Muito bem! Agiste em conformidade com o que ela esperaria do patrão e resolverias o problema momentâneo. Mas assim como saberias se de facto teria existido sabotagem?

- Deveria então dizer-lhe apenas: "Anabela, por favor, leve o meu carro à oficina e quando lá chegar deixe-me falar com eles. Evite apanhar qualquer multa de execesso de velocidade. Avise-me quando estiver de regresso que eu partirei no carro imediatamente." Por telefone o advogado deveria alterar a oficina para a possibilidade de sabotagem.

Melhor! A realidade é um fluxo infinito e constante de estímulos e hábitos, ações e reações. Quantos mais puderes identificar melhor poderás reagir. 

Isto é apenas aquilo que consigo explicar-te neste momento.
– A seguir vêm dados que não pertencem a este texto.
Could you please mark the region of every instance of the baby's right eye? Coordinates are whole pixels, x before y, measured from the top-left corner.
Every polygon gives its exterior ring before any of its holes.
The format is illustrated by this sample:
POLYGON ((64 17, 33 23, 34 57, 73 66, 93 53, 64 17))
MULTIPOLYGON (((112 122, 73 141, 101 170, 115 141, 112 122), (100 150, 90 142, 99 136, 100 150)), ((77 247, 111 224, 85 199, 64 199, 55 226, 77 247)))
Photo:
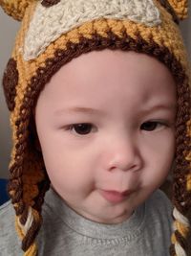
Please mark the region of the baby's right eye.
POLYGON ((82 124, 74 124, 68 127, 68 129, 75 131, 75 133, 80 135, 86 135, 91 132, 93 128, 93 125, 89 123, 82 123, 82 124))

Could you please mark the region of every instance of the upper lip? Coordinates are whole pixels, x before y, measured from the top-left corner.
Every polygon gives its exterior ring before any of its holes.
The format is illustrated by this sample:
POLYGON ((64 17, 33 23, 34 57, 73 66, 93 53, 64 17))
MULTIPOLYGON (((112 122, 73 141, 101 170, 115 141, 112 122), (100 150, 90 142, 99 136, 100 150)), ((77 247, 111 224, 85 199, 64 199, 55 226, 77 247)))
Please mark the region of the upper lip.
POLYGON ((120 195, 120 196, 127 196, 127 195, 129 195, 130 193, 133 192, 133 190, 124 190, 124 191, 103 190, 103 191, 105 191, 105 192, 109 192, 109 193, 117 194, 117 195, 120 195))

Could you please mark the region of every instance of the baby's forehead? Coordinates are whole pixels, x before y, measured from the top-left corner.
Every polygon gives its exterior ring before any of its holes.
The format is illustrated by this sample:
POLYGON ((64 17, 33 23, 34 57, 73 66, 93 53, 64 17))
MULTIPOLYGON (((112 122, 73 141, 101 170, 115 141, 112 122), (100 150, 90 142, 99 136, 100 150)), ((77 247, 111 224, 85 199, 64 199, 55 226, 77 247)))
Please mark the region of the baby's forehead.
POLYGON ((63 114, 79 108, 107 113, 175 105, 175 81, 162 63, 143 54, 104 50, 84 54, 61 67, 45 85, 38 105, 63 114))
Para que compreendesses inteiramente o meu raciocínio, exigiria que te explicasse por que motivo sei que:
- não é possível prever o futuro;
- há pessoas bondosas;
- a secretária não leria nas entrelinhas;

Contudo, perante o teu dilema, o que me passou verdadeiramente pela cabeça foi a seguinte questão: sabendo que este não é um incidente isolado, prefere continuar correr o risco tomando medidas que camuflam os sintomas, ou prefere resolver o problema curando a causa? Na realidade há um dilema, mas não aquele que tu achavas.